Midwinter is rife with tradition.
Celebrating, tolerating, or avoiding family gatherings and their associated rituals is part of many people’s December, whether they ascribe to Solstice, Christmas, or Chanukah.
I have no blood relatives in the Yukon, but within my family of friends there are myriad traditions celebrated this time of year, and they all have their own culinary highlights.
My neighbours to the west celebrate Chanukah with latkes and matzoh balls; the season’s greetings emails from my farmer friends all make note of what local veg and meat are being served at their table, and calendars quickly fill up with annual chili and snowshoe, or sausage and skate, events.
We live in an era of cheap food, available without regard for season or region, which means it is easier than ever to maintain culinary traditions even as we move around the globe. That’s a boon for those who insist on following grandmother’s recipes to the letter even while living in a foreign country.
But what about the foundations of those traditions?
Most food cultures develop out of what is locally available — in a sense honouring what the regional earth can provide. I get a kick out of a box of stroopwaffels once a year, reminding me of when I lived in Holland, but to pursue a cuisine based on imported ingredients doesn’t make sense to me.
My personal food traditions are diverse in origin, and I enjoy the challenge of re-creating a familiar meal that reflects the Yukon terroir and my food ethics: local, wild, and organic foods, wherever possible.
I choose an aspect of the dish – often the spicing and texture – that remains constant as I experiment with substitutions of other ingredients. Some call it sacrilege; I call it evolution.
My mom’s moussaka is a case in point.
She fell in love with Greek cuisine while on holiday, and her cooking has taken on a notable Mediterranean flare ever since. Her original recipe — itself an adaptation — comprises grilled eggplant layered with lentils (instead of the traditional ground lamb), tomatoes, and a béchamel sauce.
I tried growing eggplants this year, without much success, but I was rich in zucchinis. My lentils didn’t mature either, but I was able to trade a friend for some ground moose meat. I also helped a neighbour butcher a pig and in return received pig fat and goat milk.

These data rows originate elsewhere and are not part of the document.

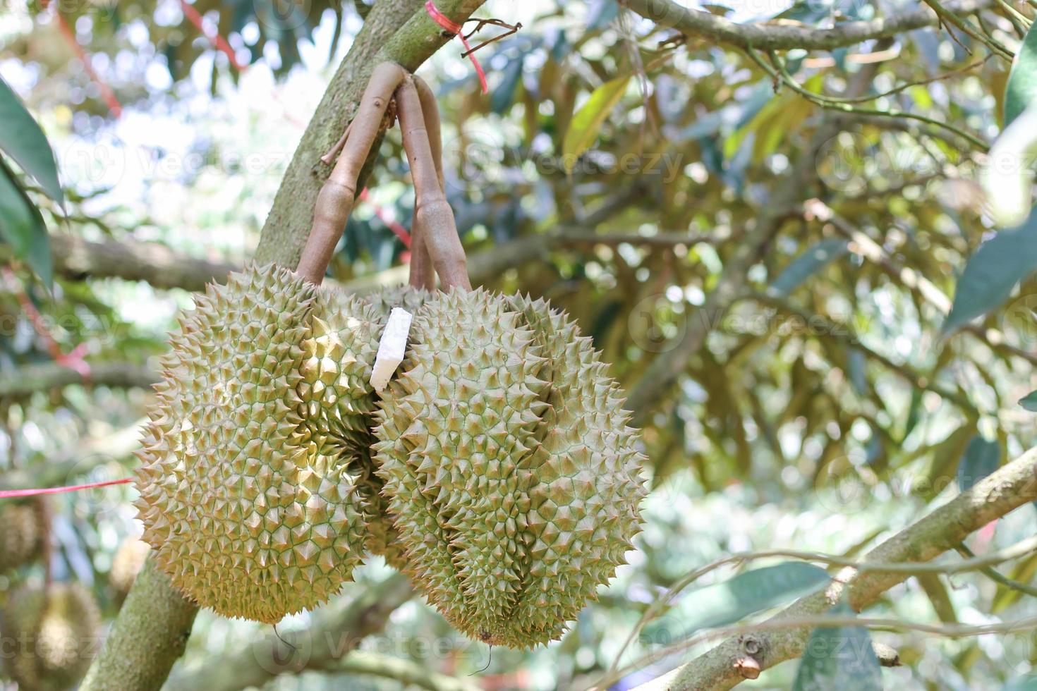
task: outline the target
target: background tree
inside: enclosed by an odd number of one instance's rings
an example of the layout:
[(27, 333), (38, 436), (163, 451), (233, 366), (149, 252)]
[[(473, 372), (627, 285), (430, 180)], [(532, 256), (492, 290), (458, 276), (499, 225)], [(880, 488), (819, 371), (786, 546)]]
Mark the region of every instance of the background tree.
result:
[[(293, 265), (389, 58), (437, 88), (473, 283), (567, 310), (630, 395), (653, 490), (630, 565), (531, 653), (491, 656), (381, 564), (284, 642), (149, 567), (119, 611), (110, 487), (52, 497), (49, 558), (0, 592), (45, 562), (92, 588), (113, 624), (87, 688), (157, 687), (181, 652), (170, 688), (1032, 684), (1033, 3), (438, 5), (522, 22), (477, 53), (486, 95), (414, 0), (5, 10), (0, 484), (129, 473), (173, 315), (252, 258)], [(357, 291), (405, 275), (398, 133), (369, 172), (332, 267)]]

Enter experiments with home cheese making and rendering lard.
Garlic, onions, potatoes, tomatoes, and basil are all within reach of the home gardener, and the Fireweed Farmer’s Market.

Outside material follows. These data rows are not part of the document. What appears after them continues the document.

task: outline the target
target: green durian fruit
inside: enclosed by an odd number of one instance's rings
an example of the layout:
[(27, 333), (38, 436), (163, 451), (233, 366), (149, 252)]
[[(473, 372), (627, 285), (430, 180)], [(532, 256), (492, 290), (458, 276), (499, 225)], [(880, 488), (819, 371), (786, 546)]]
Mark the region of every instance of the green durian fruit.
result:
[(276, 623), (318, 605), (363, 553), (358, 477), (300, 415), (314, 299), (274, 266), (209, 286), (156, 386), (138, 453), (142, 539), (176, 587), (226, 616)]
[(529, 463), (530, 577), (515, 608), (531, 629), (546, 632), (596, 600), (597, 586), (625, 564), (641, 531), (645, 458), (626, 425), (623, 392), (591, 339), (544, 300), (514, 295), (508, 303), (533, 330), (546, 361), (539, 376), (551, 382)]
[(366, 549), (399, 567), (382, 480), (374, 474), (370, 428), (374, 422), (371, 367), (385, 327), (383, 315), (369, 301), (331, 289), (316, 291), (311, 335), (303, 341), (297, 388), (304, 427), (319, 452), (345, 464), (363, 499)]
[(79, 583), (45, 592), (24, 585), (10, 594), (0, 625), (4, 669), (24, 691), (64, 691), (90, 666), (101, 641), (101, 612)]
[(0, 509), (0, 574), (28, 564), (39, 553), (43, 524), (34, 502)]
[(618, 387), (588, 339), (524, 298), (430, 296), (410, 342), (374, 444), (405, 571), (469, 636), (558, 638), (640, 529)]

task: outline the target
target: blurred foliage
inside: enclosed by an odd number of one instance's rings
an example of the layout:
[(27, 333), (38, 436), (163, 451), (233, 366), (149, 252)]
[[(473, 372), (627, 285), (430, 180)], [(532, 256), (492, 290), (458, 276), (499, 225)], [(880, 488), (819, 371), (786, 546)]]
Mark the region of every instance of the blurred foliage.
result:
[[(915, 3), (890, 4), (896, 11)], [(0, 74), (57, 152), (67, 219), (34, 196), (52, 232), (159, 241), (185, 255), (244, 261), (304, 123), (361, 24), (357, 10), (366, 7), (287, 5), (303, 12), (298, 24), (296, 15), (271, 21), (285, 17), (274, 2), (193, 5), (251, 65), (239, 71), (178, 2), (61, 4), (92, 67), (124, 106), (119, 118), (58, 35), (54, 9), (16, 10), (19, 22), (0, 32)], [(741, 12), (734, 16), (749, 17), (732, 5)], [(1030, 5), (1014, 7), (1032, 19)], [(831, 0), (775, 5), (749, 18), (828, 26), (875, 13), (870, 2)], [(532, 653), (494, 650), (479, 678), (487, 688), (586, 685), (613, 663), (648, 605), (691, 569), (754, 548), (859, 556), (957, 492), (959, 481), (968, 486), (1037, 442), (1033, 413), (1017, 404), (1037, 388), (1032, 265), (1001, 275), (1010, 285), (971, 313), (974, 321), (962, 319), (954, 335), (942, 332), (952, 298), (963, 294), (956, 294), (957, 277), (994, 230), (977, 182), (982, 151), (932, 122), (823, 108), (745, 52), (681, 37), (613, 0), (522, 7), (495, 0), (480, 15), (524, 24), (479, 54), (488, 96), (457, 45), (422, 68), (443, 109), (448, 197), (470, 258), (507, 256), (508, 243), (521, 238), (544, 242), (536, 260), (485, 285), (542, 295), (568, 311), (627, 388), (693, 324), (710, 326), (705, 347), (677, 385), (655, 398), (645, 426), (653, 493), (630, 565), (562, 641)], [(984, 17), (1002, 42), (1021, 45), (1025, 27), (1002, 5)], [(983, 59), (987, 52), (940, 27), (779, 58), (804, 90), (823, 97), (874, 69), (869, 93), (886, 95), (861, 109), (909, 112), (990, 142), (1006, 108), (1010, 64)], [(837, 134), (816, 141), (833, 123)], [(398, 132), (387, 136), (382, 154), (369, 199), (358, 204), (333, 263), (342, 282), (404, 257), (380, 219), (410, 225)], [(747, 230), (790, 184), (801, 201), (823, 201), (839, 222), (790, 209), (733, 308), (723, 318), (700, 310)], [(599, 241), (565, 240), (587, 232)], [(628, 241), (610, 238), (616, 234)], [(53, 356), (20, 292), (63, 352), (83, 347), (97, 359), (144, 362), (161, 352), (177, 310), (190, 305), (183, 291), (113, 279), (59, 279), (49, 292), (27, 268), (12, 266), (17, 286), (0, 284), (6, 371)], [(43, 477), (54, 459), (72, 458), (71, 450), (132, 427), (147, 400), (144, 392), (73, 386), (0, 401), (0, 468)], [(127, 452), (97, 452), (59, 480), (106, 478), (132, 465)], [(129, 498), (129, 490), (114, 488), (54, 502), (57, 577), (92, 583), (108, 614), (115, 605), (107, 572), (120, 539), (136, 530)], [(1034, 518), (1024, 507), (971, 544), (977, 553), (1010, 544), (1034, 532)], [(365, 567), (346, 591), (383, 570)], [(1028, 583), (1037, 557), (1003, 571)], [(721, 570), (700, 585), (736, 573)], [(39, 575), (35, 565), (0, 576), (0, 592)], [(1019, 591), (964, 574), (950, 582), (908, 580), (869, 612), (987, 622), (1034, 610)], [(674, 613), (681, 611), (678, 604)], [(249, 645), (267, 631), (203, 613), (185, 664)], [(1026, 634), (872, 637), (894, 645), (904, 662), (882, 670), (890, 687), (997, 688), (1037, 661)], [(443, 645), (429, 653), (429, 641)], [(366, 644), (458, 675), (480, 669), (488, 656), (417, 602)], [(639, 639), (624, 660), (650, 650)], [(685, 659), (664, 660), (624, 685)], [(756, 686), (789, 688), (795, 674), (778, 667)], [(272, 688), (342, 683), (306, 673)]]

Schwatka Lake doesn’t quite have the blue of the Aegean Sea, but that doesn’t mean we can’t insert a little Mediterranean into our lives.
Recipe for a Yukon Moosaka
- 2 medium zucchinis ( approximately 1 1/2 lbs), in 1/2″slices
- 1 lb potatoes, in 1/4″ slices
- Brush zucchinis on one side with olive oil and grill. Sprinkle with salt. Parboil potatoes in water with a little oil.
- 1 onion, thinly sliced
- 4 tablespoons olive oil
- 1 1/2 pounds chopped tomatoes
- 3 cloves garlic, finely chopped
- 4 Labrador tea leaves
- 1 teaspoon birch syrup
- fresh basil
- 1 pound ground moose (or substitute sheep, beef, etc.)
Fry onion in hot oil until limp. Add tomatoes, garlic and Labrador tea leaves, simmer 30 minutes or until cooked down. Add syrup, fresh basil, and salt and pepper just before turning off the heat.
Sauté meat in a separate pan with a little oil until no pink is visible. Mix into the tomato sauce.
- 3 tablespoons lard (or butter)
- 3 tablespoons flour
- 2 cups local goat milk (or substitute if you must)
- 1/4 cups grated hard cheese, such as romano pecorino
- 1 egg yolk, beaten
- nutmeg, freshly grated if possible
Melt fat and whisk in flour. Add warmed milk, stirring constantly. Remove from heat and add cheese and egg yolk, stirring until well combined. Season with salt, pepper and nutmeg.
Preheat oven to 400ºF. In a large greased baking dish, layer zucchini, potatoes, tomato sauce and béchamel twice (half in each layer), with a light grating of cheese sprinkled over top. Bake 30 minutes until golden, and allow to cool slightly before serving.